Amy caught a ride from one of Kyan’s black ops team back to her apartment, grabbed her book bag that was the cause of the whole incident today, and flew on to the campus.

Her heart beat in her throat.

The parking lot was full and the halls brightly lit in the waning daylight. The campus was humming with excitement — the parents, eager to see their children’s accomplishments, and the students thrilled with the special opportunity to show off.

Her final test was just beginning.

She strode down the crowded hallway a few minutes before her demonstration. Some of her reading students had already filed in and were sitting at their desks, showing their reading logs to appropriately pleased parents.

She set her book bag on the chair, checked her appearance in the cabinet mirror — ran quick fingers through her windblown hair — and took a deep breath.

She let it out. She took another deep breath. She let it out.

Amy should be using this time to set up her colors lesson. But she couldn’t get the image of Pyro tied to a chair while Kyan carried him from the shed out of her mind.

No. Pyro was safe. He’d had a hole carved in his chest. But it was fixed now.

She let her breath out slowly and pulled in another deep breath.

He was fine. Joking about it like it was no big deal, even though the amazing skin-stuff they put on him and then covered with a thick, foamy bandage looked far too serious.

And he was going to be here, even. To support her.

The way she needed to support him.

Yes. She needed him to know just how important he was to her. Because the dismissive attitude of Sard, her parents, even his own siblings was something he’d had to live with his whole life. Never being taken seriously, he’d lived up — or, in his case, lived down — to their expectations.

Anyone could crush a child. And after enough people did it — parents, friends, teachers — it took dedication to lift that person up again.

That’s why she wanted to make a difference. She wanted to be a teacher who inspired. Empowered. Uplifted.

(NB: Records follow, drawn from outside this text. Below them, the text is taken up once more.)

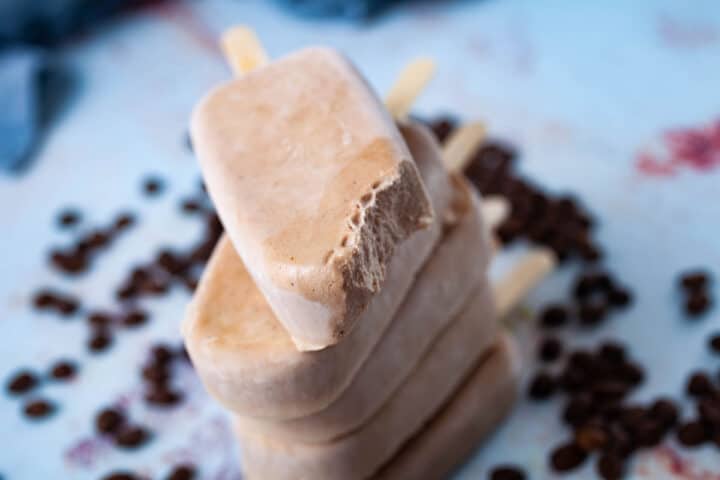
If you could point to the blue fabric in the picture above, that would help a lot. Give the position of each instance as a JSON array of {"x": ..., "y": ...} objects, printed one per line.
[
  {"x": 28, "y": 31},
  {"x": 350, "y": 9}
]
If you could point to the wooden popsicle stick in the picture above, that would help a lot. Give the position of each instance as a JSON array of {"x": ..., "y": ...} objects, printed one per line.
[
  {"x": 462, "y": 144},
  {"x": 527, "y": 272},
  {"x": 243, "y": 49},
  {"x": 410, "y": 83}
]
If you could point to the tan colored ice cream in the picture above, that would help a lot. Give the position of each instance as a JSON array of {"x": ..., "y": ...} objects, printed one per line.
[
  {"x": 315, "y": 188},
  {"x": 360, "y": 454},
  {"x": 474, "y": 412},
  {"x": 244, "y": 356},
  {"x": 435, "y": 299}
]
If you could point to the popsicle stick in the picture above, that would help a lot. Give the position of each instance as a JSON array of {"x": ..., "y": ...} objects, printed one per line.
[
  {"x": 243, "y": 49},
  {"x": 411, "y": 82},
  {"x": 462, "y": 144},
  {"x": 527, "y": 272}
]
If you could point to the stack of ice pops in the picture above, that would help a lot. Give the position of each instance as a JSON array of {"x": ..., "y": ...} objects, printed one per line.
[{"x": 346, "y": 319}]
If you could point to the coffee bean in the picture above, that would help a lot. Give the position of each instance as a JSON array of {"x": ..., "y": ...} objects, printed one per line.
[
  {"x": 156, "y": 373},
  {"x": 162, "y": 396},
  {"x": 507, "y": 472},
  {"x": 610, "y": 467},
  {"x": 190, "y": 206},
  {"x": 100, "y": 341},
  {"x": 69, "y": 218},
  {"x": 619, "y": 297},
  {"x": 694, "y": 280},
  {"x": 121, "y": 475},
  {"x": 697, "y": 304},
  {"x": 542, "y": 386},
  {"x": 699, "y": 384},
  {"x": 38, "y": 408},
  {"x": 567, "y": 457},
  {"x": 135, "y": 318},
  {"x": 665, "y": 411},
  {"x": 183, "y": 472},
  {"x": 714, "y": 343},
  {"x": 100, "y": 319},
  {"x": 124, "y": 220},
  {"x": 109, "y": 420},
  {"x": 592, "y": 313},
  {"x": 550, "y": 349},
  {"x": 161, "y": 353},
  {"x": 22, "y": 382},
  {"x": 442, "y": 128},
  {"x": 132, "y": 437},
  {"x": 153, "y": 186},
  {"x": 613, "y": 352},
  {"x": 591, "y": 437},
  {"x": 554, "y": 316},
  {"x": 692, "y": 434},
  {"x": 63, "y": 370}
]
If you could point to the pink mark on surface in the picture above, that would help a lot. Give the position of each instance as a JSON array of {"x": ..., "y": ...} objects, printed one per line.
[
  {"x": 201, "y": 33},
  {"x": 87, "y": 451},
  {"x": 681, "y": 467},
  {"x": 694, "y": 148},
  {"x": 684, "y": 34}
]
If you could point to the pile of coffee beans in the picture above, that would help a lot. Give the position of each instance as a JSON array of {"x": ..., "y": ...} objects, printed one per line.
[
  {"x": 77, "y": 258},
  {"x": 157, "y": 375},
  {"x": 26, "y": 381},
  {"x": 695, "y": 288},
  {"x": 596, "y": 384}
]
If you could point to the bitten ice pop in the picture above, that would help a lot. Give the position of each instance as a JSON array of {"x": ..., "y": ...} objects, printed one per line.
[{"x": 314, "y": 185}]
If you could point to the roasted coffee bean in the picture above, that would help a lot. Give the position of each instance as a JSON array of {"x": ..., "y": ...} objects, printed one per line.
[
  {"x": 610, "y": 467},
  {"x": 613, "y": 352},
  {"x": 162, "y": 396},
  {"x": 542, "y": 386},
  {"x": 592, "y": 312},
  {"x": 694, "y": 280},
  {"x": 63, "y": 370},
  {"x": 442, "y": 127},
  {"x": 153, "y": 186},
  {"x": 567, "y": 457},
  {"x": 69, "y": 218},
  {"x": 121, "y": 475},
  {"x": 124, "y": 221},
  {"x": 550, "y": 349},
  {"x": 665, "y": 411},
  {"x": 22, "y": 382},
  {"x": 692, "y": 434},
  {"x": 183, "y": 472},
  {"x": 38, "y": 408},
  {"x": 591, "y": 437},
  {"x": 714, "y": 343},
  {"x": 100, "y": 340},
  {"x": 132, "y": 437},
  {"x": 699, "y": 384},
  {"x": 697, "y": 304},
  {"x": 507, "y": 472},
  {"x": 135, "y": 318},
  {"x": 109, "y": 420},
  {"x": 554, "y": 316},
  {"x": 619, "y": 297}
]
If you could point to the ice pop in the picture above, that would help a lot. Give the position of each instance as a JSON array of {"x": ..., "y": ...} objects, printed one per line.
[
  {"x": 244, "y": 356},
  {"x": 441, "y": 290},
  {"x": 360, "y": 454},
  {"x": 315, "y": 188}
]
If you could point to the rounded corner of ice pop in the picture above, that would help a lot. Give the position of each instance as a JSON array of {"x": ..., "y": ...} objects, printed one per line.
[{"x": 326, "y": 239}]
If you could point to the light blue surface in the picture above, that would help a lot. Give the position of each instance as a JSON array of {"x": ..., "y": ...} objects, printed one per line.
[{"x": 580, "y": 87}]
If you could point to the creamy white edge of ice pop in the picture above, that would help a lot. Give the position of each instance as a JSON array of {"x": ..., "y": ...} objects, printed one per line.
[{"x": 314, "y": 186}]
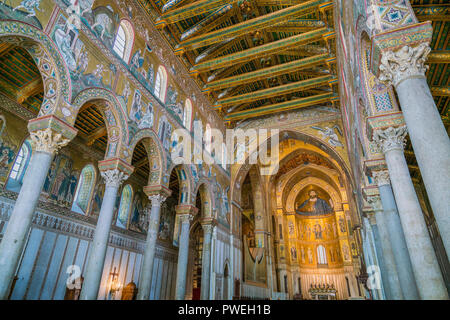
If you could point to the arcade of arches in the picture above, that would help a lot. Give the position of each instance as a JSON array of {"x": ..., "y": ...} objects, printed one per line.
[{"x": 114, "y": 187}]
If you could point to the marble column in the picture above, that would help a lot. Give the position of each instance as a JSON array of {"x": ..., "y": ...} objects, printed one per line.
[
  {"x": 425, "y": 265},
  {"x": 183, "y": 253},
  {"x": 45, "y": 144},
  {"x": 91, "y": 284},
  {"x": 396, "y": 236},
  {"x": 145, "y": 278},
  {"x": 206, "y": 259},
  {"x": 406, "y": 71},
  {"x": 390, "y": 278}
]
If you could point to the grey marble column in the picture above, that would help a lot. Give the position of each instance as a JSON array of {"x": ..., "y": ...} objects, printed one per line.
[
  {"x": 183, "y": 253},
  {"x": 425, "y": 265},
  {"x": 374, "y": 256},
  {"x": 145, "y": 278},
  {"x": 406, "y": 71},
  {"x": 393, "y": 288},
  {"x": 91, "y": 284},
  {"x": 206, "y": 260},
  {"x": 396, "y": 237},
  {"x": 45, "y": 144}
]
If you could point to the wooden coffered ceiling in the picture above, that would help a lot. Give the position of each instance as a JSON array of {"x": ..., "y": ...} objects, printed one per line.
[{"x": 253, "y": 57}]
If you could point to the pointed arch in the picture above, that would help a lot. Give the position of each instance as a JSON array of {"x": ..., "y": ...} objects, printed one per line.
[
  {"x": 126, "y": 199},
  {"x": 124, "y": 40},
  {"x": 157, "y": 156},
  {"x": 114, "y": 116},
  {"x": 187, "y": 118},
  {"x": 85, "y": 189},
  {"x": 204, "y": 186},
  {"x": 161, "y": 82},
  {"x": 19, "y": 167},
  {"x": 54, "y": 71},
  {"x": 186, "y": 182}
]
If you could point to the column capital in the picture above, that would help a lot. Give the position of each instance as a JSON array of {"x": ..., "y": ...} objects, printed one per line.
[
  {"x": 375, "y": 203},
  {"x": 155, "y": 190},
  {"x": 381, "y": 177},
  {"x": 400, "y": 53},
  {"x": 186, "y": 209},
  {"x": 49, "y": 134},
  {"x": 408, "y": 62},
  {"x": 113, "y": 177},
  {"x": 157, "y": 199},
  {"x": 392, "y": 138},
  {"x": 208, "y": 224},
  {"x": 185, "y": 217},
  {"x": 114, "y": 171}
]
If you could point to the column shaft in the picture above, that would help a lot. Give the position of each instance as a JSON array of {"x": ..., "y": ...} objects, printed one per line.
[
  {"x": 206, "y": 262},
  {"x": 183, "y": 252},
  {"x": 94, "y": 270},
  {"x": 11, "y": 246},
  {"x": 398, "y": 244},
  {"x": 149, "y": 254},
  {"x": 426, "y": 269},
  {"x": 431, "y": 146},
  {"x": 394, "y": 288}
]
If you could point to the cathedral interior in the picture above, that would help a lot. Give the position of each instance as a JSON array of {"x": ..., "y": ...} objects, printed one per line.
[{"x": 119, "y": 179}]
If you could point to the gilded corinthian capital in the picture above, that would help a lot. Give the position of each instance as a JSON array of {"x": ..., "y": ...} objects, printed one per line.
[
  {"x": 404, "y": 63},
  {"x": 114, "y": 177},
  {"x": 47, "y": 140},
  {"x": 381, "y": 177},
  {"x": 392, "y": 138}
]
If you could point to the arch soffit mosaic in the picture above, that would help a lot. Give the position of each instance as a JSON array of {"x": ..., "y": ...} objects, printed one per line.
[
  {"x": 238, "y": 174},
  {"x": 54, "y": 72},
  {"x": 156, "y": 154},
  {"x": 207, "y": 185},
  {"x": 114, "y": 117},
  {"x": 186, "y": 182},
  {"x": 290, "y": 202},
  {"x": 291, "y": 181}
]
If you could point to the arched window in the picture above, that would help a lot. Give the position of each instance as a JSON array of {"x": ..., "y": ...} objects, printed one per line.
[
  {"x": 123, "y": 42},
  {"x": 321, "y": 255},
  {"x": 85, "y": 189},
  {"x": 19, "y": 167},
  {"x": 161, "y": 84},
  {"x": 187, "y": 119},
  {"x": 125, "y": 207}
]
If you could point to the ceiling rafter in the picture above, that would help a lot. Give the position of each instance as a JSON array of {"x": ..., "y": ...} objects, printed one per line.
[
  {"x": 279, "y": 107},
  {"x": 275, "y": 91},
  {"x": 244, "y": 27},
  {"x": 260, "y": 51}
]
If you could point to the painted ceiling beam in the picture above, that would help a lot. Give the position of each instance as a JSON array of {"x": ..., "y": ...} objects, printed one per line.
[
  {"x": 279, "y": 107},
  {"x": 275, "y": 91},
  {"x": 141, "y": 162},
  {"x": 214, "y": 50},
  {"x": 170, "y": 4},
  {"x": 31, "y": 89},
  {"x": 200, "y": 26},
  {"x": 97, "y": 134},
  {"x": 432, "y": 12},
  {"x": 261, "y": 51},
  {"x": 265, "y": 73},
  {"x": 440, "y": 91},
  {"x": 245, "y": 27},
  {"x": 191, "y": 10}
]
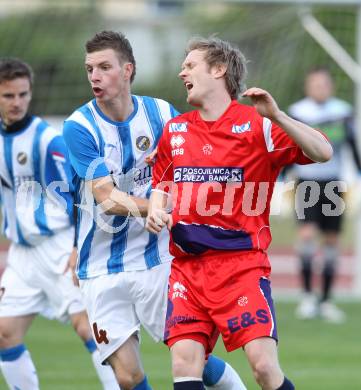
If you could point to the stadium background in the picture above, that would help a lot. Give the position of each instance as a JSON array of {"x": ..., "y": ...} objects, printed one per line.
[{"x": 50, "y": 35}]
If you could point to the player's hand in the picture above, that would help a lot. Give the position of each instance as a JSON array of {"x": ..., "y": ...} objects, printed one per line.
[
  {"x": 150, "y": 160},
  {"x": 263, "y": 102},
  {"x": 157, "y": 219},
  {"x": 72, "y": 265}
]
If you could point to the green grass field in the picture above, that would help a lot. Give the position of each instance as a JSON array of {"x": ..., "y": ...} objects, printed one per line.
[{"x": 316, "y": 355}]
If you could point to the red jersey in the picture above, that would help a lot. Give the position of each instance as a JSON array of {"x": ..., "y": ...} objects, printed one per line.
[{"x": 223, "y": 179}]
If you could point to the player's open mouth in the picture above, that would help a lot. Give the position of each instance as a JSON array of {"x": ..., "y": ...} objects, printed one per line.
[
  {"x": 97, "y": 90},
  {"x": 188, "y": 85}
]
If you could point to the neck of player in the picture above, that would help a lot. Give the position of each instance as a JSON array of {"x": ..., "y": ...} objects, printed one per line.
[{"x": 214, "y": 106}]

Made the world a better place.

Not everyone is how they appear.

Corinne caught her as she closed the cabinet. “I’ve been trying to reach you. You left in the middle of a class. You’re going to have to speak with the administration.”

“It was a family emergency,” she said.

“I heard.” Corinne turned and waved at the vice principal standing in the hallway with two board members, then turned back to Amy and lowered her voice. “I told them. They’re going to want to see a note.”

“Will a police report do?” Amy asked, unable to keep the dry tone out of her voice. She’d made an appointment to go to the station the next day. “Otherwise they can watch the nightly news.”

Corinne’s eyes widened. “What?”

“I think they follow police scanners. It was barely over and I saw reporters and cameras.”

The bell chimed for class to begin. Her students straightened in their seats attentively and parents filed to the back of the class, taking the extra chairs provided, or standing, while the administrators and others out in the hall approached the open windows to watch.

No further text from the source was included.